Campagnatico: a Tuscan hill town remembered by Dante

Perched on a steep ridge above the Ombrone valley in the Maremma, Campagnatico has watched over this corner of the province of Grosseto for a thousand years. The town earned a place in literary history when Dante, in the eleventh canto of his Purgatorio, recalled Omberto Aldobrandeschi, the lord of Campagnatico, who was murdered here in 1259.

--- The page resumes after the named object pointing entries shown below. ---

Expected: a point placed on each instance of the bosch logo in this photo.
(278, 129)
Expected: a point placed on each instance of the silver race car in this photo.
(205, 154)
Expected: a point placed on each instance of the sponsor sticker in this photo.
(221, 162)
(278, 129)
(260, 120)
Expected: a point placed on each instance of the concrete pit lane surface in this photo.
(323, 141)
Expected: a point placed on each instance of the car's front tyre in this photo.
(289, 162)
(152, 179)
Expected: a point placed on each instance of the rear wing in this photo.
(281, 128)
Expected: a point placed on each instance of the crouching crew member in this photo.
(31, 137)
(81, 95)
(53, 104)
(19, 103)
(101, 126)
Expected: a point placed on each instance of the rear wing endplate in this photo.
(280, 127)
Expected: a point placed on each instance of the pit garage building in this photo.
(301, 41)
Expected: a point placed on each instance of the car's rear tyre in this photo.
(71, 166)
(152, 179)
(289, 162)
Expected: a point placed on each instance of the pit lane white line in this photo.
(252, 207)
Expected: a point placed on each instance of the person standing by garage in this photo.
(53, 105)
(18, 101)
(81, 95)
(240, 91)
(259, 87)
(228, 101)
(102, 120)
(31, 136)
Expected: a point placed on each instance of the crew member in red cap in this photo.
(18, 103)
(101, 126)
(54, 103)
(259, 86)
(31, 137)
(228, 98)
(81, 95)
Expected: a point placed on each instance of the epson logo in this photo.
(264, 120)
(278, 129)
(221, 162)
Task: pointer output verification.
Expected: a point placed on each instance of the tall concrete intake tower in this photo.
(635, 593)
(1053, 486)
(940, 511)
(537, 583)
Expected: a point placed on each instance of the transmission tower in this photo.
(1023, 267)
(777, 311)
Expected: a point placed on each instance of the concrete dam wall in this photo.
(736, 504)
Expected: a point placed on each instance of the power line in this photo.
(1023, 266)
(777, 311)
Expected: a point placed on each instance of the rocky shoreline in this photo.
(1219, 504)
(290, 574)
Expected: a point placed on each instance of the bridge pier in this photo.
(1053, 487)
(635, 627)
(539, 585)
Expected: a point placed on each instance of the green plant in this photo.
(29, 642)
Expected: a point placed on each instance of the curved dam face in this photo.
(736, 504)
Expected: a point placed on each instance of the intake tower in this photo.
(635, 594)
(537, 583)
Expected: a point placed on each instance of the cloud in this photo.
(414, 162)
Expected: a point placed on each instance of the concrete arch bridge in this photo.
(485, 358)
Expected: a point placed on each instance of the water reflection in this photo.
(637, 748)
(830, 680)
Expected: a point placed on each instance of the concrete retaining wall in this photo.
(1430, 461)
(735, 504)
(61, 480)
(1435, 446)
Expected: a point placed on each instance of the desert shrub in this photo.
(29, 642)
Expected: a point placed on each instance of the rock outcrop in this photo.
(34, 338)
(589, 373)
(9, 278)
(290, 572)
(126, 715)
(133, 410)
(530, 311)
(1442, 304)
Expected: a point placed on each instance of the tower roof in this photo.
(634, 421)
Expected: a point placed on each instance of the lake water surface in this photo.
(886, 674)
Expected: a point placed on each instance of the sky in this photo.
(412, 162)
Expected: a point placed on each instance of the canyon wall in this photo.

An Aldobrandeschi stronghold

First a possession of the abbey of San Salvatore on Monte Amiata, the town passed by 973 to the powerful Aldobrandeschi counts of Sovana, who fortified it with a keep, towers and walls to guard the road to the coastal salt pans and to hold off the ambitions of Siena. After Omberto's killing the castle fell to Siena, then to the Tolomei family, and finally into the Sienese state and the Grand Duchy of Tuscany.

Frescoes and stone

The ruined castle, with houses arranged in concentric rings around it, still crowns the hill. In the church of San Giovanni Battista a cycle of 14th-century frescoes of the Sienese school rewards a visit, while the former church of Sant'Antonio Abate, once run by the Templars, keeps its Romanesque facade. The reclamation of the Maremma marshes under the grand dukes in the 18th century restored prosperity to a land of wine, oil and truffles.

Where it is

Campagnatico stands about twenty kilometres north-east of Grosseto and roughly a hundred kilometres south of Florence, a quiet base for the hills between Monte Amiata and the sea.